Hanna Anni had experienced hunger under Stalin, Holodomor, despite the fact that Ukraine was referred to as "Europe's granary".
- We fried potato peelings for dinner, she remembers.
This autumn 2014, Hanna Anni Kolodja Evensen turned 90 years old, but in the autumn of 1944 she was only 20 and pregnant in the 4th month with her first child, a boy. The father was her later husband Jakob Evensen, a young man from Hammerfest who had to flee Finnmark a while before. (It was a criminal offense to have intercourse with the Ukrainian girls). When Hanna Anni was evacuated, it was with the other young girls. Together with them, she felt quite safe, she says when Dagsavisen visits her at home in her house in Hammerfest. Only a tiny hint of accent reveals that she grew up on the mighty Dnieper River.
- We were like a flock of sheep, were just chased on board and did not know why this happened or where we were going. But when you are a young, strong girl and are with people you know, you will not be so scared anyway. We were seasick, of course. I was so ill that I was allowed to lie on a bench upstairs with the skipper, with a bucket next to it. He was kind, Evensen tells Dagsavisen.

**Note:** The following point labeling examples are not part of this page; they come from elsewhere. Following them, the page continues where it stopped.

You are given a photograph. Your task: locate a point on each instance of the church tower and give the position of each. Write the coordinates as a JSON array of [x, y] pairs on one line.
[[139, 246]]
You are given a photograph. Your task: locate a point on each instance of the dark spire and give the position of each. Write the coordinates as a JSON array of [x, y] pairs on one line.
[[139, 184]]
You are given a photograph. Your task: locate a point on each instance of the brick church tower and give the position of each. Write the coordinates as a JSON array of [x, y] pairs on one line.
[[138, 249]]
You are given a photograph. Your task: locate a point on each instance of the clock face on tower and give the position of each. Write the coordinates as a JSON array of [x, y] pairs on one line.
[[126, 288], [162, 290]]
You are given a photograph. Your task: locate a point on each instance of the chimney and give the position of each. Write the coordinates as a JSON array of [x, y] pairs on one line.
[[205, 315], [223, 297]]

- Afterwards, I probably thought most about the many families in Finnmark who lost everything they owned. In any case, I had nothing from before, says Evensen, who together with the other girls ended up in Svolvær in Nordland. There they were put to work at a new fish factory. When peace came, she was reunited with Jacob, and they married at the end of May 1945. Only 17 years later did she meet her Ukrainian mother again. Then they had not seen each other since the day she as a 17-year-old crying was forcibly sent to Norway. Now she could tell her mother about the four children she had had, but that her eldest, the boy who was on his way when she evacuated, unfortunately drowned when he was seven.
Of all the things I have experienced in my life, this was the worst: Losing a son. But you know, people tolerate a little. When you have to, you have to, the Ukrainian says.
- Now I have lived here in Norway for over 70 years. But sometimes, when I can not sleep at night, I think about when I was a little girl in Ukraine. I lie awake thinking about what my village looked like. It's like that, when you get older. You look back more.
Hanna Anni (Koljada) Evensen
- Født: 7. oktober 1924
- Død: 20. august 2020
Anni og Jacob Evensen med lille Hans Petter på armen i brakkbyen Hammerfest i 1945
No memorial in Norway for the Ukrainians forced labours
There is no memorial in Norway for the prisoners of war or the forced labours, both children, woman or men in Norway. Do the do they deserve this?